Britain and Colombia Cut Off U.S. Intelligence Access Over Caribbean Boat Bombings
The two U.S. allies were OK with helping arrest suspected drug smugglers, but not with helping kill them.
Colombian President Gustavo Petro publicly ordered the military to stop sharing information with the U.S. government on Tuesday in response to U.S. military strikes against suspected smuggling boats in the Caribbean Sea. And Britain privately did the same over a month ago, according to a CNN report published the same day. Both countries have been happy to cooperate with Washington against drug trafficking, but think that the decision to kill the suspected smugglers at sea is a step too far.
At least one of the people killed in the boat bombings was a Colombian citizen. "He may have been carrying fish, or he may have been carrying cocaine, but he had not been sentenced to death," Petro said in a speech on Sunday, according to the Associated Press. "There was no need to murder him." After Petro criticized the U.S. military campaign last month, the U.S. Treasury accused Petro of being complicit in drug smuggling and imposed financial sanctions on him, his wife, and his son.

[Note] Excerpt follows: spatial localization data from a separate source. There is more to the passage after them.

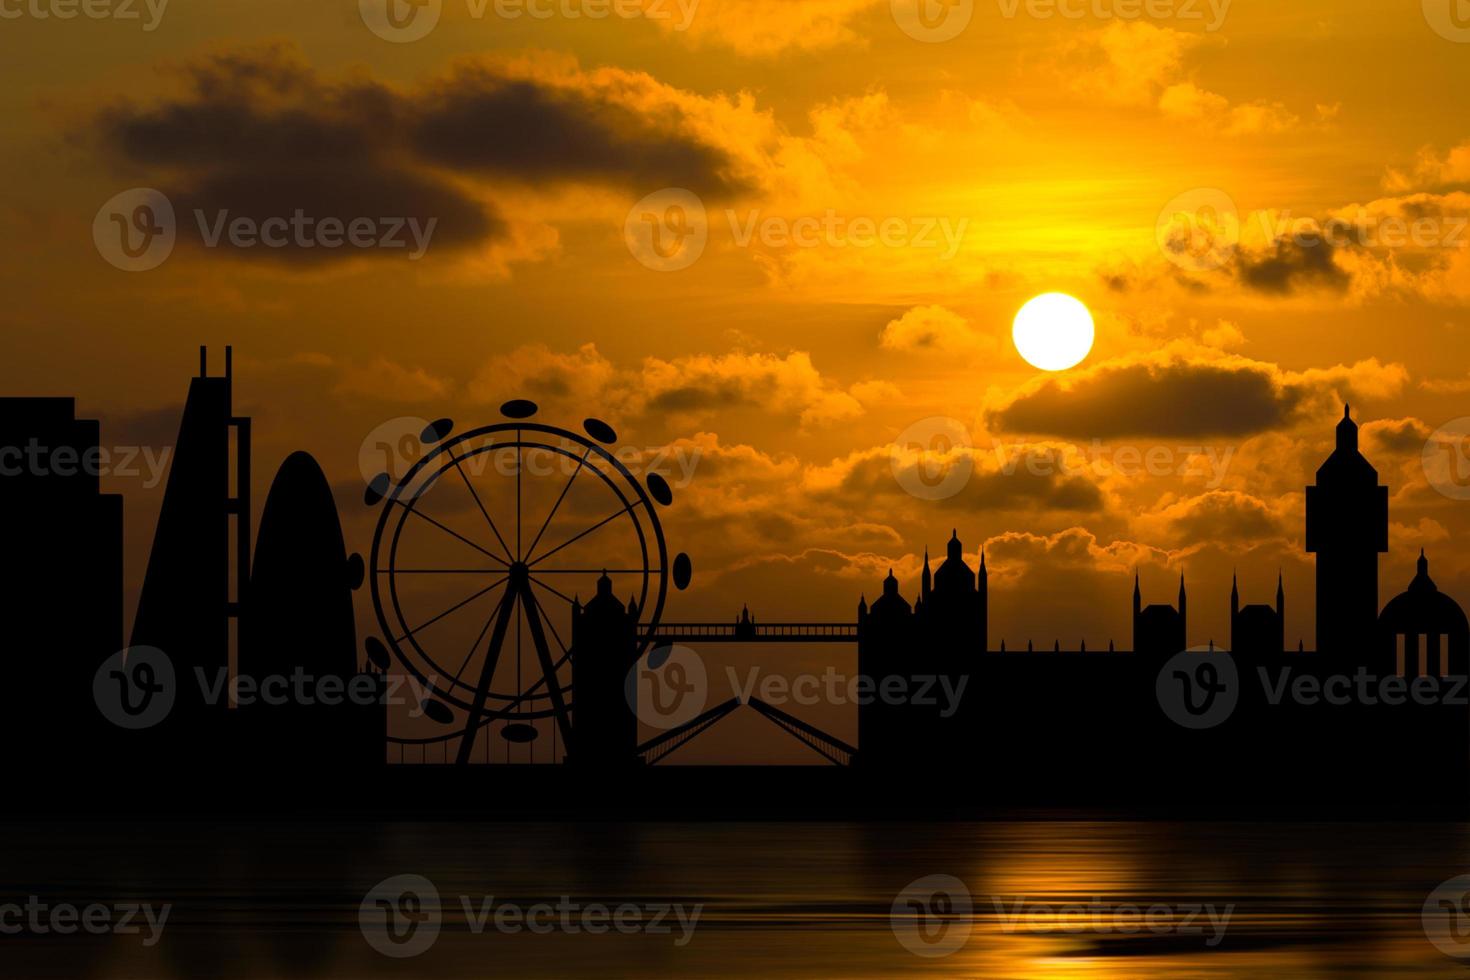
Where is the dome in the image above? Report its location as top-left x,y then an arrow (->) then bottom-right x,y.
1379,552 -> 1469,637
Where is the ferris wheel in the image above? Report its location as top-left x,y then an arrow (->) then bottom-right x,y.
362,400 -> 692,764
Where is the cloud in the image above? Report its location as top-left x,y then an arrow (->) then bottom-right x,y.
879,305 -> 991,354
647,0 -> 882,56
806,443 -> 1107,514
639,350 -> 865,427
986,347 -> 1408,439
1233,235 -> 1351,295
1133,490 -> 1292,547
465,343 -> 867,429
1362,417 -> 1432,455
1061,22 -> 1297,134
333,357 -> 454,403
89,44 -> 765,269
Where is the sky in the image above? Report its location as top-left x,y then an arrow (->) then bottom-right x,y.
4,0 -> 1470,760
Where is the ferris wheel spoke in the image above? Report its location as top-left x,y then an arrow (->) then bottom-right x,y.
533,567 -> 660,575
527,574 -> 578,606
450,453 -> 514,563
524,448 -> 591,561
455,586 -> 519,766
527,498 -> 643,567
391,498 -> 508,567
393,576 -> 508,644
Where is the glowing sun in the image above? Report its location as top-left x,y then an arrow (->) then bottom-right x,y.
1012,293 -> 1095,371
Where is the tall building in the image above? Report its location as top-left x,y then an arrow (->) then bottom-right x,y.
129,348 -> 250,757
0,397 -> 123,767
570,573 -> 640,767
1306,406 -> 1388,655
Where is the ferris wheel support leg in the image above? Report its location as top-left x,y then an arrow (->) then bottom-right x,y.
455,587 -> 518,766
522,587 -> 575,755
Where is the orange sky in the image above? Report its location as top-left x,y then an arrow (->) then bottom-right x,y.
4,0 -> 1470,757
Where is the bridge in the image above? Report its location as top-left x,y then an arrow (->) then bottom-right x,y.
641,622 -> 859,643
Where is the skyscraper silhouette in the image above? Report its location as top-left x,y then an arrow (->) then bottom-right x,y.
1306,406 -> 1388,655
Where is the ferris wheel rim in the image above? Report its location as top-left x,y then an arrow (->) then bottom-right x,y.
367,419 -> 671,724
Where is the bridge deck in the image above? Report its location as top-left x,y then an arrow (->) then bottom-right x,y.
642,623 -> 858,643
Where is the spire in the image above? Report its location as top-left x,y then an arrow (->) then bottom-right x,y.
1335,403 -> 1358,452
1231,571 -> 1239,615
980,548 -> 987,575
1276,569 -> 1285,611
921,548 -> 932,601
947,529 -> 962,562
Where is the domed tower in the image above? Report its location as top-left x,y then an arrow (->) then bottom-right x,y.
571,572 -> 640,767
1306,406 -> 1389,655
1378,552 -> 1469,678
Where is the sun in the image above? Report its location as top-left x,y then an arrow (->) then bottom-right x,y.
1012,293 -> 1095,371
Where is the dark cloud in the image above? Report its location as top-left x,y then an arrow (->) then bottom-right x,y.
90,44 -> 747,265
831,448 -> 1106,514
988,359 -> 1303,439
1234,236 -> 1351,295
1160,492 -> 1287,544
411,69 -> 748,197
1363,417 -> 1432,454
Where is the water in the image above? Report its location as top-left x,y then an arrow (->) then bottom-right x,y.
2,820 -> 1467,977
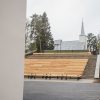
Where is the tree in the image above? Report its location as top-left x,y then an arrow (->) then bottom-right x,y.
97,34 -> 100,53
87,33 -> 98,54
28,42 -> 36,51
25,19 -> 31,53
30,12 -> 54,52
41,12 -> 54,51
30,14 -> 43,52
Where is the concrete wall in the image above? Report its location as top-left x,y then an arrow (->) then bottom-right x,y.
94,55 -> 100,79
0,0 -> 26,100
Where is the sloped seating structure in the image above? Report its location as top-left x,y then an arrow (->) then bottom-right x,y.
24,59 -> 88,78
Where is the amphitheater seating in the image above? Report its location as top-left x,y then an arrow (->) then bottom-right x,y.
24,59 -> 88,78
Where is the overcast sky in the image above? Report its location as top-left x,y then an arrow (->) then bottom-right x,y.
27,0 -> 100,41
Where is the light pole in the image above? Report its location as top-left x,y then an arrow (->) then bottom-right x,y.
60,40 -> 62,52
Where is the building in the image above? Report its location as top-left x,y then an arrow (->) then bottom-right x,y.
54,21 -> 87,50
0,1 -> 26,100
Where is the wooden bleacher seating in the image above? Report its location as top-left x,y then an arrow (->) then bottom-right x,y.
24,59 -> 88,79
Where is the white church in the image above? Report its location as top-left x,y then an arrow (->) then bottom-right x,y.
54,21 -> 87,50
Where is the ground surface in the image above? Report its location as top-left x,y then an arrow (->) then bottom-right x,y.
24,80 -> 100,100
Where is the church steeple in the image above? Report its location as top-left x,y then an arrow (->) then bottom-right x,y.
79,20 -> 87,44
81,20 -> 85,35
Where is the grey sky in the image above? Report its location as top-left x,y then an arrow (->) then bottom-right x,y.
27,0 -> 100,41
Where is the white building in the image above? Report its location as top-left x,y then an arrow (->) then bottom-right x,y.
54,21 -> 87,50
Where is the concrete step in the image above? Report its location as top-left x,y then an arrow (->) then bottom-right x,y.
82,55 -> 97,79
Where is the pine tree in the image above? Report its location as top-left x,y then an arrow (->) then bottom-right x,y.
87,33 -> 98,54
41,12 -> 54,51
30,12 -> 54,52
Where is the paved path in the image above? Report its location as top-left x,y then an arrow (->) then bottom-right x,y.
24,80 -> 100,100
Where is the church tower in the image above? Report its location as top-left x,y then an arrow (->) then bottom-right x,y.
79,20 -> 87,50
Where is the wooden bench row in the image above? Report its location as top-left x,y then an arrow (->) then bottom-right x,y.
24,59 -> 88,79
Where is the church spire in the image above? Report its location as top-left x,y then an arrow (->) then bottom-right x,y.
81,19 -> 85,35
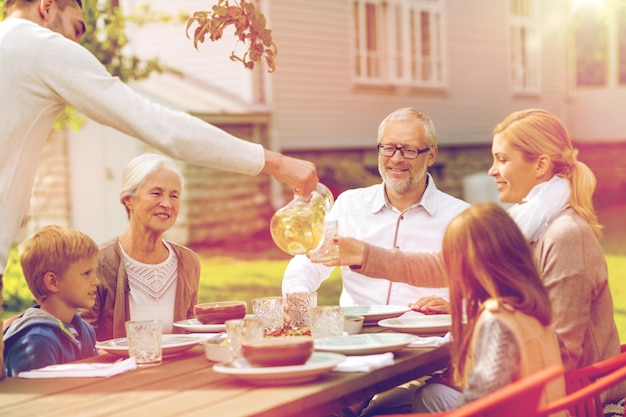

Although Britain is usually not thought of as a Caribbean country, it used to be a major colonial power there and still has several Caribbean territories. For the past few years, Britain has both been carrying out its own antidrug patrols and passing along tips to the U.S. Coast Guard through the Joint Interagency Task Force South in Florida. After the U.S. began bombing suspects, the British government determined that the intelligence sharing was illegal.
Another neighboring country whose citizens were killed, Trinidad and Tobago, has been more supportive of the campaign. "I have no sympathy for traffickers; the US military should kill them all violently," Prime Minister Kamla Persad-Bissessar said in a September 2025 statement.
The Trump administration has acknowledged that it is choosing to kill suspects that it could have arrested otherwise. "Instead of interdicting [the boat], on the president's orders, we blew it up," Secretary of State Marco Rubio told reporters after the first boat strike in September 2025. He argued that arresting traffickers and seizing their cargo "doesn't work" because cartels plan for those losses anyway. Administration lawyers argue that drug cartels are wartime enemies, so they can be killed rather than arrested, while also denying that the president is limited by constitutional war powers in this campaign.
One of the problems, as Petro pointed out, is that it's impossible to tell which of the victims were carrying cocaine and which were carrying fish. The independent Venezuelan newspaper El Pitazo reports that one of the destroyed boats was carrying drugs, and that it left from an area frequented by drug smugglers, migrants, and fishermen alike. On the other hand, Ecuador released one of the boat strike survivors for lack of evidence, and the family of one Trinidadian victim insists that he was only a fisherman.
The Trump administration has strongly signalled that the antidrug campaign is really a pretext to overthrow Venezuela's socialist President Nicolás Maduro, whom Trump accuses of drug smuggling. After Maduro's disputed 2018 reelection, Venezuela's parliament invoked a constitutional process to install a new president, and American leaders from both parties have declared Maduro an illegitimate leader. Rubio, according to The Atlantic, used the drug issue to push President Donald Trump away from negotiations with Maduro and toward a forcible regime change policy.
The U.S. military has built up its forces in the Caribbean—including the world's largest aircraft carrier, as of this week—far beyond what is necessary to blow up small speedboats. "I'm not gonna tell you what I'm gonna do with Venezuela, if I was gonna do it or if I wasn't going to do it," Trump told CBS News earlier this month. Whatever he's planning, at least two important U.S. allies have decided to count themselves out, because they don't have faith in the administration's restraint.